選挙戦中も、そして、大統領就任以降も、アメリカにとっての利益が第一という方針を示してきた、トランプ大統領。
就任直後には「たった今、TPP(環太平洋経済連携協定)から離脱してきた」と述べ、それまで交渉を重ねてきたTPPからは、国内の雇用が奪われるとして離脱。
さらに、トヨタ自動車のメキシコ工場建設について、「(トヨタ自動車は)アメリカに工場を造らないなら、巨額の税金を支払うべき」と、ツイッターで批判。
その後、名指しされたトヨタ自動車は、アメリカへの1,000億ドルの投資を表明した。
そのほかにも、「パリ協定は、アメリカにとって最高に不公平だということだ」と、パリ協定からの離脱。
さらには、移民や難民の流入制限や、人種差別や白人至上主義に寛容な姿勢を示すなど、物議を醸し続けてきた。
しかし、株価を見ると、大統領選以降のこの1年、ダウ平均は5,000ドル以上も値を上げ、空前の株高が続いている。
先日、日本にやって来たトランプ大統領も「株式市場は、今までになく高値だ」と述べた。

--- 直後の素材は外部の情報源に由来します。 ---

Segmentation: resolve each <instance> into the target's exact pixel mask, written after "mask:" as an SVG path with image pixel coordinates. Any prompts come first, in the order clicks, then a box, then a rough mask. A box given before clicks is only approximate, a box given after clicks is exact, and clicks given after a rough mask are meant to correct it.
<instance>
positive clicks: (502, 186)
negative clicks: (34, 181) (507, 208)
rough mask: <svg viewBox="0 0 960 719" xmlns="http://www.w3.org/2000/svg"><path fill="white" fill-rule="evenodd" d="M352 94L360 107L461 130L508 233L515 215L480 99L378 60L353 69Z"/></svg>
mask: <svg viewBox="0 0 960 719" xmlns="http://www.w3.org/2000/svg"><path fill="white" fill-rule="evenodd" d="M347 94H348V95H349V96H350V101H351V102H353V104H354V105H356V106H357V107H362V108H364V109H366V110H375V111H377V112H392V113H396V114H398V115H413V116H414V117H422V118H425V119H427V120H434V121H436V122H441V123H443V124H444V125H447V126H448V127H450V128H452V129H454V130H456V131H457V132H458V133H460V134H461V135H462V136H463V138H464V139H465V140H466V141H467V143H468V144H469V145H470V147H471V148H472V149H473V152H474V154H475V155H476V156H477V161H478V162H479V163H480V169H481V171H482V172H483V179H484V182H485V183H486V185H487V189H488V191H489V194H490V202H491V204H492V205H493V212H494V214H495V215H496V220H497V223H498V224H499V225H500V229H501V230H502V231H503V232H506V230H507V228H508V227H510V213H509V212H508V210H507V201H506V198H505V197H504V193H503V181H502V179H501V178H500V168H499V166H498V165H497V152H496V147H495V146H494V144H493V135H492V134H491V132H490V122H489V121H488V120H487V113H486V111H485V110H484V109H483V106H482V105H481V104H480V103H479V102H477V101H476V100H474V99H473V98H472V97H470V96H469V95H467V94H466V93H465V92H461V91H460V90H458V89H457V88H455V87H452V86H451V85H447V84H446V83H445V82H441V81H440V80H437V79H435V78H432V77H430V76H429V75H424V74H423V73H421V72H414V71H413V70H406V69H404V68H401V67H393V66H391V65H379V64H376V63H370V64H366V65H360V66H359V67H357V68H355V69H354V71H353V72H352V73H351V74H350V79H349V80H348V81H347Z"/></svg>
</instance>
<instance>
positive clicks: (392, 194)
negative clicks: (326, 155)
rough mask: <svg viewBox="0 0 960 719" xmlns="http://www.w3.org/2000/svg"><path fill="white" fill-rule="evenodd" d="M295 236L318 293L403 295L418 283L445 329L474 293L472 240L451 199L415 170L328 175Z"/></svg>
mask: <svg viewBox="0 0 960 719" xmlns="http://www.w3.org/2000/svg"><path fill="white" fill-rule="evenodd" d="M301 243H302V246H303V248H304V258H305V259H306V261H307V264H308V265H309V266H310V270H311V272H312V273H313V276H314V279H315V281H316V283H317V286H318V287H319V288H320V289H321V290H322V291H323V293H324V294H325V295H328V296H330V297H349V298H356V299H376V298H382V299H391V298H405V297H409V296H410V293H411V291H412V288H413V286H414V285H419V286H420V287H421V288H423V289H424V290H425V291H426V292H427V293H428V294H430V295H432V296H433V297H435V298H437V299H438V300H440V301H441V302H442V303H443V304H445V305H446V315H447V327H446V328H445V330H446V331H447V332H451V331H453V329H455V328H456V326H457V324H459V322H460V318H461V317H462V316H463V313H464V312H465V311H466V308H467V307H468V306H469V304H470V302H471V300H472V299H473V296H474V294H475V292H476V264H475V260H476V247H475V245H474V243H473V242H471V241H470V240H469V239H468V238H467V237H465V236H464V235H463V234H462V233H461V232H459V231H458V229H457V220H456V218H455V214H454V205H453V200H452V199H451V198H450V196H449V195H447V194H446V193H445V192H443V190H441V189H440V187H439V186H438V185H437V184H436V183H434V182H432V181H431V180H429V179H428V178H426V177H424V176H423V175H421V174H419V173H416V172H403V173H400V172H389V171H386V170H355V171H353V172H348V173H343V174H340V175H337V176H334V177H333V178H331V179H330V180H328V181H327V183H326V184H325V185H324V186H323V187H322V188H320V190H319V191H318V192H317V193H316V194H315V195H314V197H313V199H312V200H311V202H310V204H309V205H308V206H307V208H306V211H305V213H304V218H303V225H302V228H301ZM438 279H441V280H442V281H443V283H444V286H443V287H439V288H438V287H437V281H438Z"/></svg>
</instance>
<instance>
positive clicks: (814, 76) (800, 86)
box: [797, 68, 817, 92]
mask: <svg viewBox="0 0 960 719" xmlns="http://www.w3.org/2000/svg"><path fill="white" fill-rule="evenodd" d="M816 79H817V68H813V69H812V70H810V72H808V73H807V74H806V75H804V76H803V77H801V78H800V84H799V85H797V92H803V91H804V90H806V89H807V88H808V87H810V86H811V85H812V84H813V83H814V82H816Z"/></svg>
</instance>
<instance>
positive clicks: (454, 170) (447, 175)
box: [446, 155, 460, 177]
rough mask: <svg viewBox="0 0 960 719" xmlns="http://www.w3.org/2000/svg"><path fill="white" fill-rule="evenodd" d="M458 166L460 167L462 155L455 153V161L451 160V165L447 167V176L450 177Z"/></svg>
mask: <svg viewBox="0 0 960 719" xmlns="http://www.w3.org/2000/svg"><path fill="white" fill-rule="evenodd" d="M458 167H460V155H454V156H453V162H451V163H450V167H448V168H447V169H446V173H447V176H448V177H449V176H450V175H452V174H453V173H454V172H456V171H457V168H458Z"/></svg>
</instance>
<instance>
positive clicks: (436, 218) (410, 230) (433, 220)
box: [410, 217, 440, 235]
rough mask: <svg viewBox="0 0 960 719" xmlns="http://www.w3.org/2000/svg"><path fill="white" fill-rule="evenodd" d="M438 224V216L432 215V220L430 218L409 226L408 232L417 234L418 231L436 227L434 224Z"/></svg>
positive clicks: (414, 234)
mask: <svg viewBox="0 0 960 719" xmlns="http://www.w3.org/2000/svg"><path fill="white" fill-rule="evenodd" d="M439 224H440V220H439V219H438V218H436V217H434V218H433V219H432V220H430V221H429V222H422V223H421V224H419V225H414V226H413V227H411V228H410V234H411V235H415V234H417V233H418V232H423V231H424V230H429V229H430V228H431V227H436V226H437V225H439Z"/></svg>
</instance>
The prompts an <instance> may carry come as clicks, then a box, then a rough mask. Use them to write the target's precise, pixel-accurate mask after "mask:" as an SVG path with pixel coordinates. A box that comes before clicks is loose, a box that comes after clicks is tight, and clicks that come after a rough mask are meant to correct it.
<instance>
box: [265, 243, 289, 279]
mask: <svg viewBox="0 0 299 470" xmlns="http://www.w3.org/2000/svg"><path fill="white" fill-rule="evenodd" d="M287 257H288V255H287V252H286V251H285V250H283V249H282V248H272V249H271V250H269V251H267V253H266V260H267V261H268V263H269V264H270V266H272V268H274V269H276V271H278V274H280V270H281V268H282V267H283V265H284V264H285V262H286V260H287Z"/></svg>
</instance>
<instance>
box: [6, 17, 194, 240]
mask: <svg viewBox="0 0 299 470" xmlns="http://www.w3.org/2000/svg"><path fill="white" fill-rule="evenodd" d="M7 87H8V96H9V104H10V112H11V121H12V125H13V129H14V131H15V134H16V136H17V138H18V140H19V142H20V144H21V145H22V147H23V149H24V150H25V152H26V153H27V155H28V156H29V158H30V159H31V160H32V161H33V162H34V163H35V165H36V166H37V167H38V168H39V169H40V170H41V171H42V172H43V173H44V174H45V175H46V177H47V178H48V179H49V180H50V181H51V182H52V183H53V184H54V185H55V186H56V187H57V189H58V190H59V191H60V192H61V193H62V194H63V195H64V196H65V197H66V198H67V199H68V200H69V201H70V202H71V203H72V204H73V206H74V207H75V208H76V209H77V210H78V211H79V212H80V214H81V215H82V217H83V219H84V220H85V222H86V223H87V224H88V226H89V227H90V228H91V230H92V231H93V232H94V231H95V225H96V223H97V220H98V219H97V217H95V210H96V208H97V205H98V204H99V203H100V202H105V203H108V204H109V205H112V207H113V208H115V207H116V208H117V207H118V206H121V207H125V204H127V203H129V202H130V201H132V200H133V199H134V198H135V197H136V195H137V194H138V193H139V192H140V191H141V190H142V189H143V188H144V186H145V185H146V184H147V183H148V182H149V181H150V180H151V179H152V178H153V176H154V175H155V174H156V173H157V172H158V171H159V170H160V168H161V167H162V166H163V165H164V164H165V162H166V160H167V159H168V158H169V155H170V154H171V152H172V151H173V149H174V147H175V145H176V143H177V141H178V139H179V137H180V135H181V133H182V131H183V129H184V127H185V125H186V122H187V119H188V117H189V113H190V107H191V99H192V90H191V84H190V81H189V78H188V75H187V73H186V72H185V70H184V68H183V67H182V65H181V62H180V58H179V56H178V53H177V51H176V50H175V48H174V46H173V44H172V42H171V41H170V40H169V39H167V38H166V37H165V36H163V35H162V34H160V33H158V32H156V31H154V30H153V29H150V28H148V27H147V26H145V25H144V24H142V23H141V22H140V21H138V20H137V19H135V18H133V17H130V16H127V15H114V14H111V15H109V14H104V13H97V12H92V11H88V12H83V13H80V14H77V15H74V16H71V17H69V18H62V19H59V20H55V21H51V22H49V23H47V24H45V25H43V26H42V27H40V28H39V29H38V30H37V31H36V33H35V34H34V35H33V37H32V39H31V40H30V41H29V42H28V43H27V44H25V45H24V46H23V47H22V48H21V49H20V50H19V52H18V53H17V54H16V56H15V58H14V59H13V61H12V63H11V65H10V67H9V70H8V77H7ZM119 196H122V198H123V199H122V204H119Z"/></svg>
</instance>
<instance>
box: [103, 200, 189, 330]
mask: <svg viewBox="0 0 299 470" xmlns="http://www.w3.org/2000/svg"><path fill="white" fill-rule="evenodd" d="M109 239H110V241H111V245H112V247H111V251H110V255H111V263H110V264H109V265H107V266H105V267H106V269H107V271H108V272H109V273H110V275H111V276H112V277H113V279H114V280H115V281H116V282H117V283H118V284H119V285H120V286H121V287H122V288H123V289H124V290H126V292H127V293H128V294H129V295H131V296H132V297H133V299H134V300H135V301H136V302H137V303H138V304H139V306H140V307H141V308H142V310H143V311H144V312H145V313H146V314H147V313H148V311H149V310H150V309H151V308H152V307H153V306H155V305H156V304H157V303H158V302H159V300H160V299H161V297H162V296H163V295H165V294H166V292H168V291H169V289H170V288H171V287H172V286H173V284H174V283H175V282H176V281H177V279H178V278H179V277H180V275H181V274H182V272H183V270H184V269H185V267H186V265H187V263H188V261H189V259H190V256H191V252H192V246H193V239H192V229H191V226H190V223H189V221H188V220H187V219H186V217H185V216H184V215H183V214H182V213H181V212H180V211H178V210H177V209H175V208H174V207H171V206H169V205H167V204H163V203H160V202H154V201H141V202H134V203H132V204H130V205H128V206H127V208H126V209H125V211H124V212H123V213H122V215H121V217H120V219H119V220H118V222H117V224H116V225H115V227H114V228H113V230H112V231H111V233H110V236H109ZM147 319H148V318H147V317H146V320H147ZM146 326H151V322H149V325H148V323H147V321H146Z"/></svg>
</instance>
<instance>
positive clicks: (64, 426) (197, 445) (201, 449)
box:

背景には企業業績の改善に加え、トランプ大統領への期待感もあるという。
みずほ総研ニューヨーク駐在エコノミストの新形 敦氏は「トランプ大統領の掲げている大型減税に対する期待が投資家間で高いのが上昇要因」と話した。
一方で、保護主義的な姿勢が行き過ぎれば、世界経済に悪影響を及ぼしかねないとの懸念もあり、今後のトランプ氏による経済政策の行方が注目される。
アメリカ経済のかじ取りを任されたトランプ大統領によって、この1年、どんな変化があったのか、ウォール街の人々に聞いた。
建築会社勤務の男性は「会社はうまくいっていて、経済も建設業界も堅調だ。それ以上言えることはないね」と話した。
弁護士は「経済が堅調なのは知っている。失業率は歴史的に低い。現時点では、経済はすばらしくいい」と話した。
建築家は「今は余分なお金を使うべきではない。経済などは悪くないけどね。わたしは、景気低迷に向かっている可能性があると思う。何が起こるかわからない」と話した。